Imelda is a master of memorized sound bites. For us, much of her comments revolved around how her many detractors have been proved wrong by history and how she is committed to building a new chapter of history. She told us about a 2009 issue of Newsweek that labeled her, along with Genghis Khan, one of the eleven greediest people of all time. "I told my friends, ‘I plead guilty as charged. I am greedy in the spread of truth, of the good and of beauty.’" She regaled us with tales of her meetings with world leaders such as Muammar el-Qaddafi, Kim Il-sung and Chairman Mao. She defended her husband’s tough measures: "Being president is not a popularity contest. If it were, Coca-Cola would be president."

Some forty-five minutes later, we were informed that Walden was waiting for us down in the lobby of the Congress building, and we tried to say our goodbyes. Imelda towered over us as photos were taken, and she walked us to a three-dimensional portrait of her husband. "This was taken from me during the legal cases against our wealth," she said with a flourish of melodrama, "but I got it back. It is made from pearls." We again tried to make our exit, but, following us into the hall, she launched into her plans to bring renewable energy to the country. We began to wonder about the source of her seemingly boundless energy. Finally, with a bottle of "Imelda Marcos" wine in hand, we retreated to Walden’s car.

Still somewhat in shock as we rode in a downpour, we showed Walden the bottle of wine with a photo of a much younger Imelda on the label. "You better be careful," he warned in jest. "It might be poison."

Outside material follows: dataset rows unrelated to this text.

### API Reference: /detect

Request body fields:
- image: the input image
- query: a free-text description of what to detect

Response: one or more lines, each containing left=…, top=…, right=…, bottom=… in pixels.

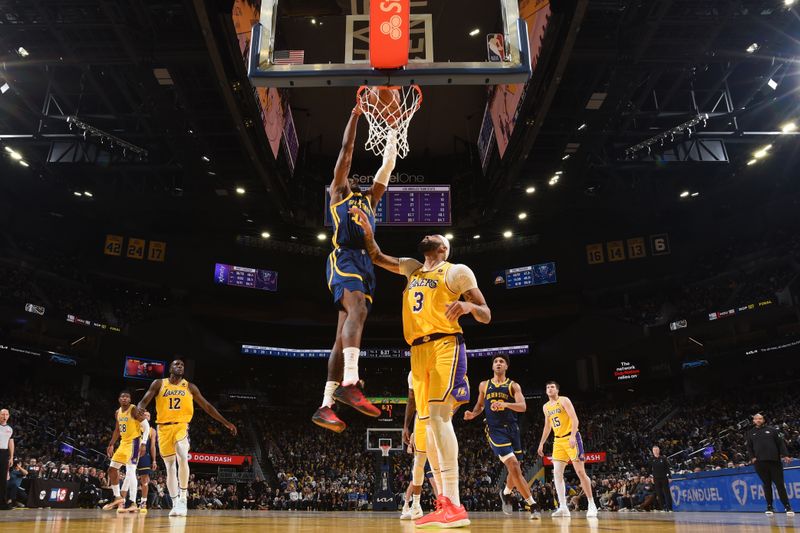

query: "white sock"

left=428, top=402, right=461, bottom=507
left=342, top=346, right=361, bottom=387
left=320, top=381, right=339, bottom=407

A week later, Walden gave a speech on the floor of Congress in which he accused the administration of former President Arroyo of "orgiastic compensation, brazen manipulation of government agencies and funds for political purposes, and massive waste of the people’s money." He invoked colorful imagery of pigs and crocodiles. Several of Arroyo’s Congressional allies immediately asked that Walden be brought before the House Ethics Committee; some called for his suspension from Congress. For better or worse, the brutal honesty and the theater that Walden brought to his work against the Marcos dictatorship has not flagged over the intervening decades—regardless of the venue.